Structural alignment of the RAP-1 domain of B. bovis, P. falciparum and T. gondii pRAP1. Sequences were aligned structurally using the DALI server. Rows 1–3 show amino acid sequences and rows 4–6 show secondary structure of each residue, with helices, loops and extended regions shown as H (blue), L (green) and E (red). Structural elements shown in upper case are structurally aligned whereas lower-case indicates lack of alignment. Helices and beta-strands are shown above the alignments in green, within the globin-like domain, and yellow within the 4-helix bundle, with the approximate boundary between the two subdomains indicated with “ >|< ”. Disulfides are shown in row 7 below the alignments. Conservation of residues among Babesia and Theileria RAP-1 orthologs and relative solvent-accessible surface area (SASA) of each residue are shown in orange and blue, respectively, below the alignments in a scale of 0% to 100% for both. The orange and blue lines indicate 75% residue conservation and 25% SASA. Black and red dots in row 7 indicate residues involved in interactions between the globin-like and 4-helix bundle subdomains, with the red dots highlighting the 3 highly conserved Leu-124, Pro-125 and Tyr-263 residues. Conserved residues are highlighted in black and cysteines in yellow backgrounds. The 3 highly conserved Arg-99, Asp-109 and Tyr-103 surface residues are shown in light blue backgrounds.

A unique distinguishing feature of the RAP-1 globin subdomain is the replacement of helix F, which in globins usually coordinates a heme prosthetic group with helix B, with two antiparallel β-strands forming a hairpin loop conserved in all RAP-1 models (Fig. 1a,c). The region between helices G and H, which in some orthologs include one or more short helices, is the least conserved structurally in the globin-like subdomain and also has the lowest quality scores in the models (Fig. 1a,b), suggesting a variable and possibly flexible region within the globin-like subdomain. The four conserved RAP-1 cysteines form two disulfide pairs in a sequential configuration a/a’ and b/b’ (Fig. 2). These disulfides define the turns between helices B and E and after helix E. Helix A has variable length in different RAP-1 ortholog models, with the amino-terminal extension usually having a lower pLDDT score (Fig. 1b).

The second subdomain of the RAP-1 domain is a 4-helix bundle with an extra helix, ɑ-helix 1’, at the bottom of the domain (Fig. 1d). The 4 helices in the helix bundle are in a down-up-down-up configuration, with helices 1 and 2 in a parallel configuration with helices 3 and 4 respectively. In some models, helices 3 and 4 do not pack together with helices 1 and 2 and have lower quality scores. The third RAP-1 domain repeat of T. equi RAP-1 lacks the last two helices of the 4-helix bundle subdomain (not shown). The two subdomains are closely associated through hydrophobic interactions between ɑ-helices G and H and the hairpin loop in the globin-like domain and ɑ-helices 1 and 3 in the 4-helix bundle subdomain.
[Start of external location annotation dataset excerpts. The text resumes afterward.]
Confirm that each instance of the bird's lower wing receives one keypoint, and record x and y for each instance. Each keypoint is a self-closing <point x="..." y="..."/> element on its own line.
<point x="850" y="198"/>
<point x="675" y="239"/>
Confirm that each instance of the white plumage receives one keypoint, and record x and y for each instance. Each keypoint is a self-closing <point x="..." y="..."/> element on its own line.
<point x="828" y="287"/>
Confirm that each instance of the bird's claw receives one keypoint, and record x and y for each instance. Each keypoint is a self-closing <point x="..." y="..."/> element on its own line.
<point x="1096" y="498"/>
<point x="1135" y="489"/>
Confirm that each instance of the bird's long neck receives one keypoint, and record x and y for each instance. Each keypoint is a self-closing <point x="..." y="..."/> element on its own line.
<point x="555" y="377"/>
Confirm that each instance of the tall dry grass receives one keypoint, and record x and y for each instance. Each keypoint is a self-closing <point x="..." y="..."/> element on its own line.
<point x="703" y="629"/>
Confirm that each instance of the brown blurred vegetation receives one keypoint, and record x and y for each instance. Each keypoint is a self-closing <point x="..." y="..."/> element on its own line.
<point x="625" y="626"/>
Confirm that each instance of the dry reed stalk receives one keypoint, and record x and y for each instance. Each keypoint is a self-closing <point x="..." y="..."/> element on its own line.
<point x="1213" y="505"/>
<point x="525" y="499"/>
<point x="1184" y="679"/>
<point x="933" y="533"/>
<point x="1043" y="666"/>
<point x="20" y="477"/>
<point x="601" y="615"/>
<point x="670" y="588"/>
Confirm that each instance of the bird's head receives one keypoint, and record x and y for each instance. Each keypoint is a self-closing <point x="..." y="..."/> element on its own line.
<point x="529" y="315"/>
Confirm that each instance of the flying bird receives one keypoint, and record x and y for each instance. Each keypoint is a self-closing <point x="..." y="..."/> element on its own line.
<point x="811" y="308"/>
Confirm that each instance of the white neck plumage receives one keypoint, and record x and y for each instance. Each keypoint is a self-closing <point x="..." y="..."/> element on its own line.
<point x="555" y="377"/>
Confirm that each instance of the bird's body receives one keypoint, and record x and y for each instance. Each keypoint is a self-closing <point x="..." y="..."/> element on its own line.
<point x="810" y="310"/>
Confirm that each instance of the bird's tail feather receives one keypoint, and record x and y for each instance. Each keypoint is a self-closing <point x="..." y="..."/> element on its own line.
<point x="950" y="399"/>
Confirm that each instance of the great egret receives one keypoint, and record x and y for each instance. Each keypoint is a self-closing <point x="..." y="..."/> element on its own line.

The most conserved residues in the RAP-1 domain are located in the core of the protein (Fig. 3a). The surface of the RAP-1 domain, excluding the lower-confidence amino-terminal region of the model, includes residues that are poorly conserved between RAP-1 orthologs except for three highly conserved residues, Arg-99, Tyr-103 and Asp-109 (Fig. 3b,c). Interestingly, the region of highest sequence conservation corresponds to a previously described 14-mer sequence9,20 straddling β-strand 2 and ɑ-helix G almost completely buried in the protein core. Three of the most conserved residues of RAP-1, Leu-124 and Pro-125 in the 14-mer sequence and Tyr-263 in the 4-helix bundle, pack against each other in the core of the protein (Fig. 3d). Other previously described short, conserved motifs of RAP-120 are also buried in the protein and pack against the 14-mer region in the core (not shown).

Figure 3
figure 3

Sequence conservation of RAP-1. (ac) Residue conservation, as shown in Fig. 2, mapped onto the B. bovis RAP-1 domain model, in cartoon (a) and surface (b and c) representation. The conservation of residues among Babesia and Theileria RAP-1 orthologues is shown by the scale on the right of panel (c). Panels a and b are shown in the same orientation, with panel (c) showing the opposite side of the model, with the low-quality score amino-terminal region omitted from the models. The position of highly conserved surface residues Arg-99, Asp-109 and Tyr-103 are indicated in (b). (d) Interactions between highly conserved residues in the B. bovis RAP-1 model. Residue conservation is shown on the same scale as for other panels, with the highly conserved Arg-99, Asp-109 and Gln-129 forming a hydrogen-bond network and Leu-124, Pro-125 and Tyr-263 shown as sticks. Helices E, G, H, 1 and 3 are indicated. (e) Detail of the correspondence of the heme of G. sulfurreducens domain sensor (PDB accession 2W31), shown as a space-filling model, and the highly conserved surface patch formed by residues Arg-99, Asp-109. The RAP-1 and G. sulfurreducens globin domain sensor is aligned through helices E.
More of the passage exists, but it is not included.